Ark Group's Robots in Law: How Artificial Intelligence is Transforming Legal Services is designed to provide a starting point in the form of an independent primer for anyone looking to get up to speed on AI in legal services. 

The book is organized into four distinct sections:

Part I: Legal AI – Beyond the hype 

Part II: Putting AI to work

Part III: AI giving back – Return on investment

Part IV: Looking ahead 

The first three present an in-depth overview, and analysis, of the current legal AI landscape; the final section includes contributions from AI experts with

connections to the legal space, on the prospects for legal AI in the short-term future.

Along with the emergence of New Law and the burgeoning lawtech start-up economy, AI is part of a new dynamic in legal technology and it is here to stay. 

The question now is whether AI will find its place as a facilitator of legal services delivery, or whether it will initiate a shift in the value chain that will transform the legal business model.

"This book is designed to be a primer for those who want to get up to speed on legal AI; it does that admirably... Robots in Law is a wide-ranging and vendor neutral guide that covers developments across many law firms and in wider legal contexts. If you are one of the many lawyers identified at the recent SCL Tech Law Futures Conference as ‘just not getting it’ then this book may enable you to ‘get it’ in a neat package that will save you hours of wider research." Laurence Eastham, Editor of Computers & Law The SCL Magazine

Contents

Part I: Legal AI – beyond the hype

Chapter 1 – defining legal AI

Chapter 2 – From BI to AI

Part II: Putting AI to work

Chapter 3 – Virtual legal assistants

Chapter 4 – ‘Driverless’ law: an intelligent platform for legal services

Chapter 5 – AI first – service as software

Part III: AI giving back – return on investment

Chapter 6 – AI and lawtech start-ups

Chapter 7 – AI for good

Chapter 8 – AI challenges

Part IV: Looking ahead – but not too far!

Chapter 9 – Robot lawyers: a new chapter in legal IT

"In her timely and up-to-date survey of AI in law, Joanna Goodman (the Gazette’s regular technology columnist) sweeps away the semantics. AI is defined as a machine that is capable of learning and communicating in natural language.

This is important, because by this standard, AI is here now. And going to work in law firms. In the second half of 2016, hardly a week went by without some firm, academic or start-up announcing an innovation.
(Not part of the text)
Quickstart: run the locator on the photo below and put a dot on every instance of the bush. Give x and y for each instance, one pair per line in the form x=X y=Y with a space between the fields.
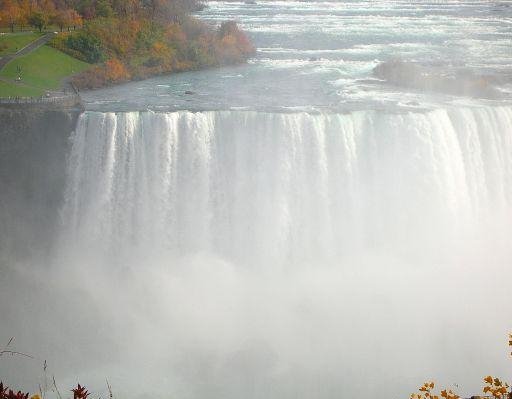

Anyone inclined to dismiss this entirely as hype should read Robots in Law. In 150-odd pages we get a clear round-up of what is happening plus (perhaps more interestingly) some predictions from the best human brains in the business about what it all means." Michael Cross, Law Society Gazette, News Editor

Authors

Joanna Goodman
Joanna Goodman is a freelance journalist, writer, and author. She covers business and technology topics for national publications and blue-chip corporates. She is the IT columnist for the Law Society Gazette and writes regular features for The Guardian about cutting-edge technology, brands, and media. Her favourite topics include artificial intelligence, robots and chatbots, virtual assistants, connected devices, driverless cars, and virtual and augmented reality – and she’s always interested in finding out about technology that’s new and different. Her professional life reflects her interests in technology, books, art, and design. Joanna has written several short films and an independent feature film, Alfheim’s Edge (2016). She has an MBA in strategic management from Kingston University. Joanna is based in London. She likes films, going to dance classes, and travelling to new destinations.